The aim of these research/innovation parks is to drive the issues of economic diversification in order to generate more wealth in the region. One wonders why we need Chinese professors to teach us software engineering when we have a UWI that is accredited in engineering, computer science and information technology.
Further, a decision has been taken to build the Tamana Technology Park in which UTT is/was to be the research institution.
This at best remains a forlorn hope that the requisite industry would locate there, at Tamana, to exploit the inventions of that university, UTT, and use its research facilities. I dare say that the Vice Chancellor is deluding himself if he is thinking that he can repeat, for example, the phenomenon of California's Silicon Valley by simply attaching some real estate to a university whose research culture is the traditional "publish or perish"- research that is normally not directly related to what the region may need to diversify its economies away from the plantation.
But the Vice Chancellor would not be the only one to make this mistake. Prof Terman who created Silicon Valley was employed to repeat this effort in New Jersey, USA; he failed miserably. Even the renowned Prof Michael Porter was also commissioned to create such parks for other locations; he recommended to governments all over the world that, were they to encourage concentrations of interconnected companies and specialised suppliers around an existing research university this could jump start the creation of industrial parks; these efforts also failed.
According to Ana Lee Saxenia of the University of California Berkeley, Silicon Valley did not simply concentrate on the collaboration of institutions, but on producing and encouraging very smart people who formed what she called a giant real world social/technological network in which they collaborated, experimented, invented and taught each other.
They changed jobs and with the venture capital available formed companies freely while still supporting a knowledge based professional network with easy information exchange. Therefore, the challenge for UWI in order to build such parks to help diversify the economies of the region is to create such a professional network of smart and passionate people while the institutions simply facilitate and provide the space and other resources for the social/technological networking.
Still, for economic diversification such social/technological networks of our smart people have to be built, but how? The first step for the region is to mount national debates to get buy-in from the various publics on what needs to be done, what resources are required to create the higher risk companies to produce these tradables- a legitimation exercise.

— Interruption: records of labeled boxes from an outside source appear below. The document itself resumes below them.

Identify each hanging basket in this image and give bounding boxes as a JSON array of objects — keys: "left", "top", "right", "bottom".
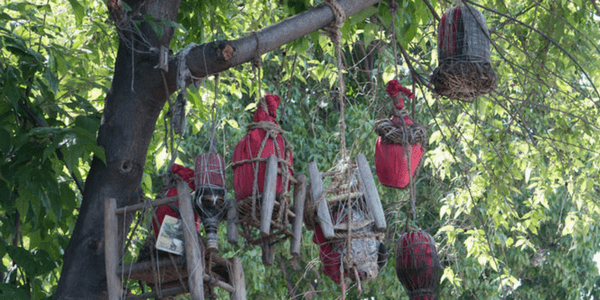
[
  {"left": 194, "top": 152, "right": 227, "bottom": 251},
  {"left": 305, "top": 154, "right": 387, "bottom": 284},
  {"left": 430, "top": 5, "right": 496, "bottom": 101},
  {"left": 233, "top": 95, "right": 304, "bottom": 265},
  {"left": 396, "top": 231, "right": 441, "bottom": 300},
  {"left": 375, "top": 80, "right": 427, "bottom": 189}
]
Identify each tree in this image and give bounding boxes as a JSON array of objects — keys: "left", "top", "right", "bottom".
[{"left": 0, "top": 1, "right": 600, "bottom": 299}]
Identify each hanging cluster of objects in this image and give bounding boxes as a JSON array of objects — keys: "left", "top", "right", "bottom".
[
  {"left": 396, "top": 231, "right": 442, "bottom": 300},
  {"left": 233, "top": 94, "right": 305, "bottom": 265},
  {"left": 430, "top": 4, "right": 496, "bottom": 101},
  {"left": 375, "top": 80, "right": 427, "bottom": 189},
  {"left": 152, "top": 164, "right": 200, "bottom": 237},
  {"left": 109, "top": 0, "right": 488, "bottom": 300},
  {"left": 194, "top": 152, "right": 227, "bottom": 251}
]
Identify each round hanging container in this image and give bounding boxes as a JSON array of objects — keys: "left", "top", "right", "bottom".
[{"left": 430, "top": 5, "right": 496, "bottom": 101}]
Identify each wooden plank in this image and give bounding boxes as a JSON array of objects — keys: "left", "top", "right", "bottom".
[
  {"left": 177, "top": 180, "right": 204, "bottom": 300},
  {"left": 229, "top": 257, "right": 246, "bottom": 300},
  {"left": 260, "top": 154, "right": 277, "bottom": 236},
  {"left": 290, "top": 174, "right": 306, "bottom": 256},
  {"left": 261, "top": 240, "right": 275, "bottom": 266},
  {"left": 104, "top": 198, "right": 123, "bottom": 300},
  {"left": 227, "top": 199, "right": 240, "bottom": 245},
  {"left": 308, "top": 161, "right": 335, "bottom": 238},
  {"left": 124, "top": 286, "right": 185, "bottom": 300},
  {"left": 356, "top": 153, "right": 387, "bottom": 231}
]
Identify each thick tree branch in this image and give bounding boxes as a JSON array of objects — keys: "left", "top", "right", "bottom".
[{"left": 180, "top": 0, "right": 380, "bottom": 82}]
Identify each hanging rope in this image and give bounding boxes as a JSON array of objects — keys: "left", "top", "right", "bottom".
[
  {"left": 386, "top": 0, "right": 420, "bottom": 231},
  {"left": 323, "top": 0, "right": 348, "bottom": 162},
  {"left": 252, "top": 31, "right": 268, "bottom": 111}
]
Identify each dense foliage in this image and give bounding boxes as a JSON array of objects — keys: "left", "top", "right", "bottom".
[{"left": 0, "top": 0, "right": 600, "bottom": 299}]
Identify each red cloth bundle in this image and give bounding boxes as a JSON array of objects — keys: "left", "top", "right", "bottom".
[
  {"left": 233, "top": 94, "right": 293, "bottom": 201},
  {"left": 438, "top": 6, "right": 464, "bottom": 61},
  {"left": 152, "top": 164, "right": 200, "bottom": 237},
  {"left": 313, "top": 225, "right": 348, "bottom": 284},
  {"left": 375, "top": 80, "right": 425, "bottom": 189}
]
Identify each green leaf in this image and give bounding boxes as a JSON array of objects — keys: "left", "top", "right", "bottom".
[
  {"left": 69, "top": 0, "right": 85, "bottom": 25},
  {"left": 6, "top": 245, "right": 37, "bottom": 275},
  {"left": 161, "top": 20, "right": 187, "bottom": 33},
  {"left": 0, "top": 283, "right": 29, "bottom": 300},
  {"left": 44, "top": 68, "right": 58, "bottom": 93}
]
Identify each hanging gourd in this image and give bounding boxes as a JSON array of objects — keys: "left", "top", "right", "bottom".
[
  {"left": 233, "top": 94, "right": 305, "bottom": 265},
  {"left": 152, "top": 164, "right": 200, "bottom": 237},
  {"left": 430, "top": 4, "right": 496, "bottom": 101},
  {"left": 305, "top": 154, "right": 388, "bottom": 291},
  {"left": 194, "top": 75, "right": 233, "bottom": 251},
  {"left": 396, "top": 231, "right": 441, "bottom": 300},
  {"left": 304, "top": 0, "right": 387, "bottom": 292},
  {"left": 375, "top": 80, "right": 427, "bottom": 189}
]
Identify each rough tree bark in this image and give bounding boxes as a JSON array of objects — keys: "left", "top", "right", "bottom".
[{"left": 54, "top": 0, "right": 380, "bottom": 299}]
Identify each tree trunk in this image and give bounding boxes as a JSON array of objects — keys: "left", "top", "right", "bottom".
[{"left": 55, "top": 0, "right": 379, "bottom": 299}]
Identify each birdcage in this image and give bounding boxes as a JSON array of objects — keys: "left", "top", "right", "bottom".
[
  {"left": 228, "top": 94, "right": 305, "bottom": 265},
  {"left": 396, "top": 231, "right": 441, "bottom": 300},
  {"left": 375, "top": 80, "right": 427, "bottom": 189},
  {"left": 305, "top": 154, "right": 387, "bottom": 285},
  {"left": 430, "top": 4, "right": 496, "bottom": 101}
]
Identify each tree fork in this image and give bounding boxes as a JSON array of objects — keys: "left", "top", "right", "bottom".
[{"left": 54, "top": 0, "right": 380, "bottom": 299}]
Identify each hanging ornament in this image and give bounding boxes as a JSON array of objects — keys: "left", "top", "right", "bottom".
[
  {"left": 396, "top": 231, "right": 441, "bottom": 300},
  {"left": 233, "top": 94, "right": 293, "bottom": 201},
  {"left": 375, "top": 80, "right": 427, "bottom": 189},
  {"left": 152, "top": 164, "right": 200, "bottom": 237},
  {"left": 430, "top": 4, "right": 496, "bottom": 101}
]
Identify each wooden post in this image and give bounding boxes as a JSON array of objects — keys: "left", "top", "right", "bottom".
[
  {"left": 177, "top": 180, "right": 204, "bottom": 300},
  {"left": 226, "top": 199, "right": 239, "bottom": 244},
  {"left": 255, "top": 154, "right": 277, "bottom": 236},
  {"left": 308, "top": 161, "right": 335, "bottom": 238},
  {"left": 290, "top": 174, "right": 306, "bottom": 256},
  {"left": 104, "top": 198, "right": 123, "bottom": 300},
  {"left": 229, "top": 257, "right": 246, "bottom": 300},
  {"left": 356, "top": 153, "right": 387, "bottom": 231}
]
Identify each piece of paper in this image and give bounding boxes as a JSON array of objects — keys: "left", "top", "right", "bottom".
[{"left": 156, "top": 215, "right": 183, "bottom": 255}]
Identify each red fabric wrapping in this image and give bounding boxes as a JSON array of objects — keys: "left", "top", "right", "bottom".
[
  {"left": 396, "top": 231, "right": 441, "bottom": 300},
  {"left": 375, "top": 80, "right": 425, "bottom": 189},
  {"left": 233, "top": 94, "right": 293, "bottom": 201},
  {"left": 438, "top": 7, "right": 461, "bottom": 60},
  {"left": 152, "top": 164, "right": 200, "bottom": 237},
  {"left": 313, "top": 225, "right": 348, "bottom": 284}
]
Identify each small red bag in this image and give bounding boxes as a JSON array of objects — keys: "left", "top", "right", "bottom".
[
  {"left": 313, "top": 225, "right": 348, "bottom": 284},
  {"left": 375, "top": 80, "right": 425, "bottom": 189},
  {"left": 233, "top": 94, "right": 293, "bottom": 201},
  {"left": 152, "top": 164, "right": 200, "bottom": 237}
]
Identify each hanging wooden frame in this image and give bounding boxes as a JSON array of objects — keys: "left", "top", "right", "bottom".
[
  {"left": 104, "top": 181, "right": 246, "bottom": 300},
  {"left": 304, "top": 154, "right": 387, "bottom": 284},
  {"left": 228, "top": 95, "right": 306, "bottom": 266},
  {"left": 430, "top": 4, "right": 496, "bottom": 101}
]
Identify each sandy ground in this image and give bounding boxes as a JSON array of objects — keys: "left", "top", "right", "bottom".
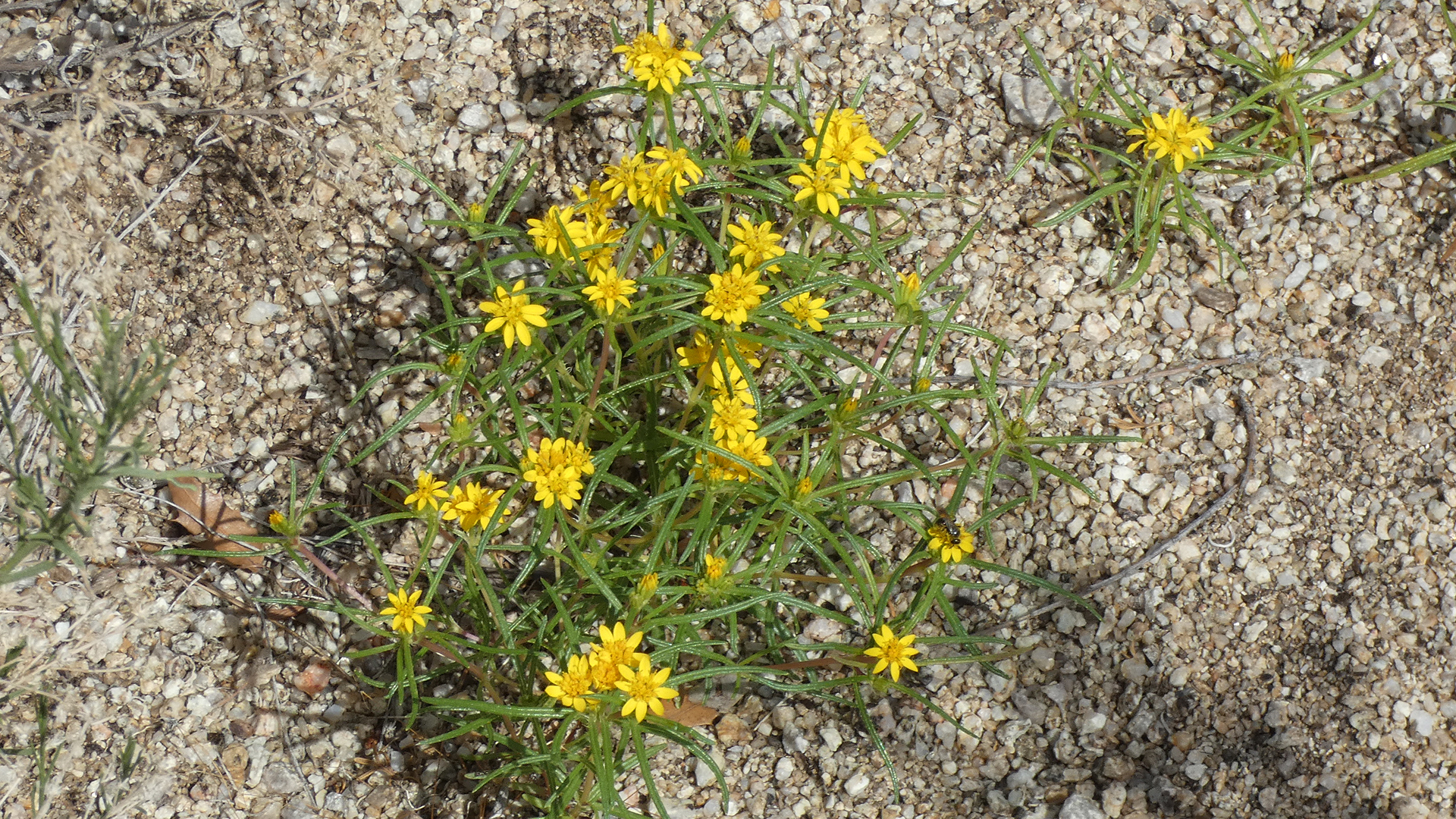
[{"left": 0, "top": 0, "right": 1456, "bottom": 819}]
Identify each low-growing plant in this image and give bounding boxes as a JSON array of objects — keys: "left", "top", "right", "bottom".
[
  {"left": 0, "top": 283, "right": 182, "bottom": 585},
  {"left": 1010, "top": 0, "right": 1383, "bottom": 290},
  {"left": 241, "top": 8, "right": 1136, "bottom": 816},
  {"left": 1342, "top": 0, "right": 1456, "bottom": 186}
]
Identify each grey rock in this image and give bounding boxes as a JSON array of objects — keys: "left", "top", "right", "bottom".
[
  {"left": 1002, "top": 74, "right": 1072, "bottom": 128},
  {"left": 237, "top": 299, "right": 284, "bottom": 326},
  {"left": 456, "top": 102, "right": 494, "bottom": 134},
  {"left": 1192, "top": 287, "right": 1239, "bottom": 313},
  {"left": 212, "top": 17, "right": 247, "bottom": 48},
  {"left": 1288, "top": 357, "right": 1329, "bottom": 383},
  {"left": 820, "top": 726, "right": 845, "bottom": 754},
  {"left": 728, "top": 0, "right": 763, "bottom": 33},
  {"left": 1057, "top": 792, "right": 1106, "bottom": 819},
  {"left": 192, "top": 609, "right": 237, "bottom": 640},
  {"left": 262, "top": 762, "right": 303, "bottom": 794}
]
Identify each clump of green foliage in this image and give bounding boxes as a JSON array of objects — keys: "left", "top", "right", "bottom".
[{"left": 1012, "top": 0, "right": 1385, "bottom": 290}]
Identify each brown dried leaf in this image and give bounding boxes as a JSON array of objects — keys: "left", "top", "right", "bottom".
[
  {"left": 293, "top": 661, "right": 332, "bottom": 697},
  {"left": 168, "top": 478, "right": 264, "bottom": 571},
  {"left": 223, "top": 743, "right": 247, "bottom": 787},
  {"left": 663, "top": 697, "right": 722, "bottom": 727}
]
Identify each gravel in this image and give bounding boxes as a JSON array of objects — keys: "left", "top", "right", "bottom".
[{"left": 0, "top": 0, "right": 1456, "bottom": 819}]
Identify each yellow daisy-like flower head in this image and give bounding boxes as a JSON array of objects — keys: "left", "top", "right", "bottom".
[
  {"left": 728, "top": 215, "right": 785, "bottom": 272},
  {"left": 646, "top": 146, "right": 703, "bottom": 196},
  {"left": 526, "top": 206, "right": 590, "bottom": 256},
  {"left": 804, "top": 108, "right": 885, "bottom": 179},
  {"left": 601, "top": 153, "right": 649, "bottom": 207},
  {"left": 793, "top": 475, "right": 814, "bottom": 498},
  {"left": 864, "top": 625, "right": 920, "bottom": 682},
  {"left": 592, "top": 621, "right": 648, "bottom": 691},
  {"left": 481, "top": 281, "right": 546, "bottom": 350},
  {"left": 581, "top": 268, "right": 636, "bottom": 316},
  {"left": 617, "top": 656, "right": 677, "bottom": 723},
  {"left": 405, "top": 472, "right": 450, "bottom": 512},
  {"left": 789, "top": 158, "right": 849, "bottom": 215},
  {"left": 927, "top": 523, "right": 975, "bottom": 563},
  {"left": 611, "top": 24, "right": 703, "bottom": 93},
  {"left": 526, "top": 438, "right": 597, "bottom": 475},
  {"left": 1127, "top": 108, "right": 1213, "bottom": 174},
  {"left": 546, "top": 656, "right": 597, "bottom": 711},
  {"left": 571, "top": 179, "right": 617, "bottom": 229},
  {"left": 701, "top": 264, "right": 769, "bottom": 325},
  {"left": 703, "top": 555, "right": 728, "bottom": 580},
  {"left": 440, "top": 482, "right": 505, "bottom": 532},
  {"left": 780, "top": 293, "right": 828, "bottom": 332},
  {"left": 693, "top": 433, "right": 774, "bottom": 482},
  {"left": 521, "top": 466, "right": 584, "bottom": 510},
  {"left": 378, "top": 588, "right": 434, "bottom": 634},
  {"left": 708, "top": 394, "right": 758, "bottom": 441}
]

We next have to decide how we create the networks of inventive/innovative and business savvy graduates- what should our innovation systems look like so that we can harness the passion of our bright people to start and grow these start-ups? Then we have to decide on what areas to focus our attention given our relatively small sizes and restricted numbers of skilled people–a foresighting exercise. But, more so, we need visionary leadership and skilled/ experienced advisors.
The intentions of the Vice Chancellor are indeed laudable but he appears to lack the support of such advisors. Diversification is not a task for UWI in isolation; the university is but one player in a Triple Helix together with the governments of the region (financiers of last resort) and the private sector, in particular the new innovative entrepreneurs.